Likely causes, ranked
| Likely cause | What's happening |
|---|---|
| The address has a typo | By far the most common trigger, and the one Gmail's bounce text calls out directly. A misspelled name, a stray space, `j.smith` when the mailbox is `jsmith`, or a guessed address that was never right. The receiving server can't fuzzy-match: one wrong character is a nonexistent mailbox. |
| The mailbox was deleted or deactivated | The address used to work: an employee left and IT removed the account, a free-mail account was closed for inactivity, or an alias was retired. Old contact lists and CRMs keep these addresses alive long after the mailbox is gone. |
| A stale autocomplete or cached entry | Outlook's autocomplete cache stores internal identifiers alongside the address. After a mailbox migration those identifiers change, so the cached entry keeps bouncing even though the visible address is correct. Microsoft's own 5.1.1 troubleshooting dedicates a full solution to clearing it. |
| The recipient forwards to a dead address | The mailbox you wrote to exists, but a forwarding rule on the recipient's side re-sends your message to an address that doesn't. Tell-tale sign: the address in the NDR isn't the one you typed. |
| Your own domain's MX records point at the wrong server | If senders emailing your domain hit `550 5.1.1`, deliveries may be landing on an old mail host, or on a new one where the mailbox was never provisioned. That's common mid-migration, when MX flips before every account and alias is created on the new platform. |
| Backscatter: you never sent the original message | A spammer forged your address into the From field, their spam bounced, and the useless NDR came to you. If your Sent folder has no matching message, there's nothing to fix and the bounce can be ignored. |
How to fix 550 5.1.1
Check the recipient domain's MX records
Run the domain from the bounced address through the free MX checker below. If the domain has no MX records or they point at a dead or misconfigured host, no address at that domain can receive mail; the problem is bigger than one mailbox. If MX looks healthy, the issue is the address itself.
Run the check now
Enter the sending domain and the check runs instantly on the next page. Free, no signup.
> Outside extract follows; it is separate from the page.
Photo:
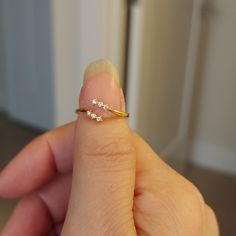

Verify the address character by character
Check the local part for typos and stray spaces, and confirm the address with the recipient out-of-band: phone, chat, their website. Most 5.1.1 bounces end here. 550 is permanent, so nothing re-sends on its own: fix the address and send again.
Delete the stale autocomplete entry and retype the address
If the address is definitely correct but keeps bouncing, remove the recipient from your mail client's autocomplete suggestions and type the address by hand. Migrated mailboxes leave broken cached entries that fail even when what's on screen looks right.
If senders can't reach your domain, fix MX and provisioning
Confirm your MX records point at your current mail host (for Exchange Online that's a single record at a host derived from your domain with dots turned into dashes, like
contoso-com.mail.protection.outlook.com) and that the bounced mailbox or alias actually exists there. DNS changes can take up to 72 hours to propagate, so recently-flipped records may still serve stale answers.Remove dead addresses from your lists
Yahoo's guidance is explicit: don't retry, remove the address. Mailbox providers track unknown-user rates as a list-hygiene signal, and repeatedly hammering dead mailboxes erodes your sender reputation for the addresses that do exist.
If you never sent the message, treat it as backscatter
Check your Sent folder. No matching message means a spammer forged your From address and you're seeing the reject of their mail, not yours. Ignore the NDR. But if Sent contains messages you didn't write, reset your password and involve your admin.